When a man from Kandahar was asked whom he blamed for civilian casualties, he explained, “Most of the responsibility belongs to international forces because they have all the equipment, support, training, command structure, and facilities that they need. And yet so many casualties happen.”

So the two things that frustrate Afghans the most are the lack of security and legal accountability.  Since these are two pf the primary elements of counterinsurgency, the logical conclusion is that counterinsurgency might have been a good option, instead of doing something else and calling it counterinsurgency, which is the current strategy.

On security in The Counterinsurgency Field Manual, see paragraph I-67:

Most density recommendations fall within a range of 20 to 25 counterinsurgents for every 1000 residents in an AO [area of operations].  Twenty counterinsurgents per 1000 residents is often considered the minimum troop density required for effective COIN operations; however as with any fixed ratio, such calculations remain very dependent upon the situation.

With 28 million people living in Afghanistan and around 150,000 ISAF troops, that’s about 5 troops for every 1000 Afghans.  Add members of the Afghan National Army into the mix and we’re still only around 11 troops for every 1000 Afghans.  With a troop ratio closer to levels recommended by the Field Manual, ISAF might be able to provide the security that Afghans currently crave.  On law and accountability in the Field Manual, see paragraph I-132:

Illegitimate actions are those involving the use of power without authority – whether committed by government officials, security forces, or counterinsurgents.  Such actions include unjustified or excessive use of force, unlawful detention, torture, and punishment without trial.  Efforts to build a legitimate government through illegitimate actions are self-defeating, even against insurgents who conceal themselves amid noncombatants and flout the law.  Moreover, participation in COIN operations by U.S forces must follow United States law, including domestic laws, treaties to which the United States is party, and certain HN [host-nation] laws… Any human rights abuses or legal violations committed by U.S. forces quickly become known throughout the local populace and eventually around the world.  Illegitimate actions undermine both long- and short-term COIN efforts.

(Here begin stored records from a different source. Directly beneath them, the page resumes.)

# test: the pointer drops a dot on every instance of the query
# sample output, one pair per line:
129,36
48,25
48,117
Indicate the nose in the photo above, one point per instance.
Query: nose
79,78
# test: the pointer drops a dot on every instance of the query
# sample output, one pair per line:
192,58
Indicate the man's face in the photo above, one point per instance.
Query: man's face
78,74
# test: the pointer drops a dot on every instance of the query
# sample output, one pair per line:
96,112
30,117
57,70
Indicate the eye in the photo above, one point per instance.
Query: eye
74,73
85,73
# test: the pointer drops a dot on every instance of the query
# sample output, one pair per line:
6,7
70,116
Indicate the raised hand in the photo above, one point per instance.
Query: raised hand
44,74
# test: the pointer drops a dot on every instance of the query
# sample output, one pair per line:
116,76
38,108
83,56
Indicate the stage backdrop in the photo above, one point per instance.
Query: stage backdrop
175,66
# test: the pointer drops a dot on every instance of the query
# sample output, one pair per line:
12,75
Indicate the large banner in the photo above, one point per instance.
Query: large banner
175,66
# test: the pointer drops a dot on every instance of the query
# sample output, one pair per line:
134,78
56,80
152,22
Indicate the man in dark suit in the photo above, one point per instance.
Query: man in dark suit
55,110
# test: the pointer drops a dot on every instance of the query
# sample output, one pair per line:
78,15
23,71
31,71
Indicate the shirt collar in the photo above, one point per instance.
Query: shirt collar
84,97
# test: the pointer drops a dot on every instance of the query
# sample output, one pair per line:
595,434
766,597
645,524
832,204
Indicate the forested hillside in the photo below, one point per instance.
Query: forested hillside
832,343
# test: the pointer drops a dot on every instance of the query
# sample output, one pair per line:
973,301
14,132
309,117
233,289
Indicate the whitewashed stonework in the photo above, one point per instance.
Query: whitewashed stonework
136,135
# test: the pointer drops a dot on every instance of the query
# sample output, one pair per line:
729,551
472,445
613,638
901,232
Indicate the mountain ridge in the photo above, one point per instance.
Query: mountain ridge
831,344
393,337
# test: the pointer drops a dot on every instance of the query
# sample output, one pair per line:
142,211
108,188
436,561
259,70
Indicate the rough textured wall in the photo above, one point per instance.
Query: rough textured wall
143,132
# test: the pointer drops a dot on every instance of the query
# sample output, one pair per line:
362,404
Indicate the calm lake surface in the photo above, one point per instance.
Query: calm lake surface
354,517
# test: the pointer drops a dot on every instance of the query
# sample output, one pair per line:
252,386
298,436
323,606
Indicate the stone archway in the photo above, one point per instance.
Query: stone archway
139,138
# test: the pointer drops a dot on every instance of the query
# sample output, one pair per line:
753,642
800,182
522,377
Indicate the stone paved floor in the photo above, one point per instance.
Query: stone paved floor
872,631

Instead of doing this, the Obama administration has decided to deprive detainees in Bagram of any means for challenging their detention.  And U.S. courts have gone along with it.  The D.C. Circuit Court of Appeals, ruling on this issue earlier this year, quoted the Eisentrager decision of 1950:

Such trials would hamper the war effort and bring aid and comfort to the enemy.  They would diminish the prestige of our commanders, not only with enemies but with wavering neutrals.  It would be difficult to devise more effective fettering of a field commander than to allow the very enemies he is ordered to reduce to submission to call him to account in his own civil courts and divert his efforts and attention from the military offensive abroad to the legal defensive at home.

But this is counterinsurgency, a completely different kind of war, and actually, it’s “difficult to devise more effective fettering” of counterinsurgency than depriving Bagram detainees of access to courts.

The same thing that happened to communism with the fall of the Soviet Union is happening to counterinsurgency.  The Soviet Union had nothing to do with what Marx wrote, nothing to do with workers controlling the means of production, the original principle behind socialism, and though it was a dictatorship, it was not a dictatorship of the proletariat, as Marx conceived.  And yet, when the Soviet Union fell, the West was inundated with proclamations that communism had failed, the entire idea of it discredited.  Yes, it may look good on paper, but this is what happens when you put it into practice, so it’s no use giving it another try.  Exactly the thing people say about counterinsurgency today.  But like Ghandi said of Western civilization, I still think counterinsurgency would be a good idea.